Recently, after a conversation with a professional colleague on the current IT world, something reminded me of a Andres Diplotti cartoon I saw first time in Google+:
As a programmer I have been for a long time, and partly still I am, acknowledge that I have had this kind of arrogance (without going to these extremes) I guess it is a sin of youth that has been mitigated with age and that some of us already had since college.
By that time I remember to have discovered the software design patterns book from The Gang of Four. Our applications began to fill with design patterns, the more you used the better, in a kind of competition won by the one who used the more complex and difficult pattern. I guess this helps me to understand the posts and articles I see now on refactoring to eliminate design patterns and the cost of all these changes in some projects.
Over the years I learned firsthand the KISS principle (Keep it Simple , Stupid) not only with patterns, but also when customizing graphical components on screen or with the ‘ghost requirement’, a name that I heard on a rise to a co-worker to refer to those features that nobody asked but one believes important to the customer and that ‘for sure’ he would end up needing.

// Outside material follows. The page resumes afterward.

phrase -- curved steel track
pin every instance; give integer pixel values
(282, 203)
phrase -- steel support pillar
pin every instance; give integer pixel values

Long ago, a project manager on a client told me that someone in another team had indicated that it was impossible to get the functionality he asked. I replied that practically everything could be achieved by investing the necessary time. I was not clear enough . I should have added, Is it reasonable to use all that time on that functionality? With almost any programming language one can send a rocket to the moon but do you really want to go to the moon or do you want a working application on time?